Sie erreichten den Thingplatz im letzten Licht des späten Nachmittags. Thorstein atmete tief durch, als sie in die schattige Enge der Felsengasse einritten, die sie zu dem natürlich Rund des Richtplatzes bringen würde. Das tiefstehende Sonnenlicht ließ einen starken Kontrast zwischen Licht und Schatten entstehen, der die mystische Stimmung des Ortes verstärkte. Der Weg stieg leicht an und die Pferde verfielen unwillkürlich in einen langsameren Schritt.

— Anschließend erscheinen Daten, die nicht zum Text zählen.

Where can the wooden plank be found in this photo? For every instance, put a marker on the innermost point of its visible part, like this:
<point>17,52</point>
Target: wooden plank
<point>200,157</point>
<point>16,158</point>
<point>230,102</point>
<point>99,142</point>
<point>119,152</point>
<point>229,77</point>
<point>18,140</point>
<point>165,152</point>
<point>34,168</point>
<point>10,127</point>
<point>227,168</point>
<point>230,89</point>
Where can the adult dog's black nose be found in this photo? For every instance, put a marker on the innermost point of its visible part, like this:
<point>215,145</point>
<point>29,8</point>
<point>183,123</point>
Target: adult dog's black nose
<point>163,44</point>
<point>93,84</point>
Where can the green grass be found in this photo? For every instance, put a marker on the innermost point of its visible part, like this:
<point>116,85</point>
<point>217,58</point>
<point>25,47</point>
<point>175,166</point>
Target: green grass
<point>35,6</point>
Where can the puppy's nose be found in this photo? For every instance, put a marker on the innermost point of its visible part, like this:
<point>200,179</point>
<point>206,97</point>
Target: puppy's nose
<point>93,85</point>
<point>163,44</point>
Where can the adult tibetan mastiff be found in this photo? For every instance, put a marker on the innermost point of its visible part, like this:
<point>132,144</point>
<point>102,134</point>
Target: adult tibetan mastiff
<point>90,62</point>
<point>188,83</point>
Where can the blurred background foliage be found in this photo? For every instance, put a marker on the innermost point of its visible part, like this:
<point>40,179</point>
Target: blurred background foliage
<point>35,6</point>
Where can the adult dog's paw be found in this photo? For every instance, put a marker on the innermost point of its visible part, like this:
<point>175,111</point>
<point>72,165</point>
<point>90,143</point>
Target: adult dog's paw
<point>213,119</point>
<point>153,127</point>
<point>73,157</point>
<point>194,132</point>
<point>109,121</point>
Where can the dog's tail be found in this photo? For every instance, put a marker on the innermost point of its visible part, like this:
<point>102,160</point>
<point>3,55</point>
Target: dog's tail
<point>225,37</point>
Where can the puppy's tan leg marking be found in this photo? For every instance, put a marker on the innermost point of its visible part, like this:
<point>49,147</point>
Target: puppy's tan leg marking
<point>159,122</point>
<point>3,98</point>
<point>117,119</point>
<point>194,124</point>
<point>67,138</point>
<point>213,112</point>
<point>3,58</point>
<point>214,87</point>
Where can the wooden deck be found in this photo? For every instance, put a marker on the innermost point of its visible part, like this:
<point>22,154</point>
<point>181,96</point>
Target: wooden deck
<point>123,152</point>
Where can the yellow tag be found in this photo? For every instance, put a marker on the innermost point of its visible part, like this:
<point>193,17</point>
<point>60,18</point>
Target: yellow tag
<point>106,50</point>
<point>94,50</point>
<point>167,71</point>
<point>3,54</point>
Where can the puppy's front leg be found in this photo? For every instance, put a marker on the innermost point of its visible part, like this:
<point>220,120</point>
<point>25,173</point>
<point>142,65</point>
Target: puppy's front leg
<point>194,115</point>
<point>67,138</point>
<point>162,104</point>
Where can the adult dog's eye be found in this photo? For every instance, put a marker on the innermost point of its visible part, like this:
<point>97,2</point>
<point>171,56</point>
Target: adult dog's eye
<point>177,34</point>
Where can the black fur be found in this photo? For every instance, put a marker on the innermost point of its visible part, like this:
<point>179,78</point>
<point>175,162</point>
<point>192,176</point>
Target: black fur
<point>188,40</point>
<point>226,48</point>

Nach ungefähr drei steinkasten öffnete sich die Gasse zu einem grasbedeckten Oval, das von Felsen unterschiedlicher Höhe umstanden wurde. Hier waren zusätzliche stehende Steine errichtet worden, die anzeigten, dass der Ort von Menschen genutzt wurde. Eine Holzleiter führte zu einem schmalen Grat, der sich in etwa Kopfhöhe an der Nordseite des Thingplatzes erhob. Hier befand sich ein steinerner Sitz für den Anführer des Thing.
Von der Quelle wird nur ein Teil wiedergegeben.